ST. PETERSBURG, Russia -- There's been a lot of passionate talk and chatter here among G-20 leaders, but it seems to have been mostly about the conflict in Syria and whether they were willing to back President Obama's call for a military strike on the Syrian regime.
Indeed, this year's G-20 meeting, which wasn't expected to produce a lot of concrete commitments in the first place, is likely to be remembered as the summit on Syria. Yet there's been no breakthrough on the Syria question, and neither were the leaders of the Group of 20 major economies likely to agree on a lot of new substantive actions or statements to strengthen the global economy, the group's main purpose.
That said, this gathering has revealed some things about the state of relations and what's happening in the global economy. Here are a few takeaways:
--A very low point in U.S.-Russia relations: Apart from leading a vigorous opposition to Obama's bid for swift military action in Syria, Russian President Vladimir Putin and his entourage made their feelings toward the Americans clear. It wasn't just the cool reception that Obama got when he arrived in St. Petersburg -- he was met at the airport by three low-ranking officials.

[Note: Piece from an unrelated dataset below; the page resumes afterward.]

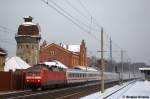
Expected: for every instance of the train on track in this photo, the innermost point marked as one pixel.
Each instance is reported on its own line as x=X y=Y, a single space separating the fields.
x=43 y=76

In briefings, Russian officials also made a point to jab the U.S. for failing to make good on the G-20 pledge to reform the International Monetary Fund's voting structure. (Congress hasn't taken action on it.)
And after a meeting with leaders of other major emerging countries, Putin's spokesman, Dmitry Peskov, said the group "clearly expressed discontent" over the recent disclosures of government digital surveillance, a reference to the leaks of U.S. spying programs by the American fugitive Edward Snowden, who happens to be taking refuge in Russia.
--China's rise on the international stage: It wasn't long ago that Chinese officials said little or nothing during such major international forums. They rarely gave news briefings, and when they did, it was just for the Chinese media.
But at this year's summit, Chinese officials were among the first to hold briefings to air their opinions on everything from a U.S.-led strike in Syria -- it would hurt the global economy, said Vice Finance Minister Zhu Guangyao -- to the lion's share that Beijing has said it would contribute to a new rainy-day fund to protect emerging financial markets from currency losses.
--Germany's great cover: A major goal of the G-20 has been to achieve a better balance between those countries running big deficits, namely the U.S., and others with large surpluses in their trade and current accounts. In past years, most everybody pointed fingers at China.
But China's current-account surplus, as a share of its economy, has fallen sharply since the recession. Meanwhile, Germany's surplus has continued to grow, about double China's ratio. Yet nobody, including the U.S., has been making much of a stink about this. One factor is that Germany's trade activity is sometimes lumped in with the 16 other members of the Eurozone, and when seen this way, the picture doesn't look so bad because other euro countries are running large deficits.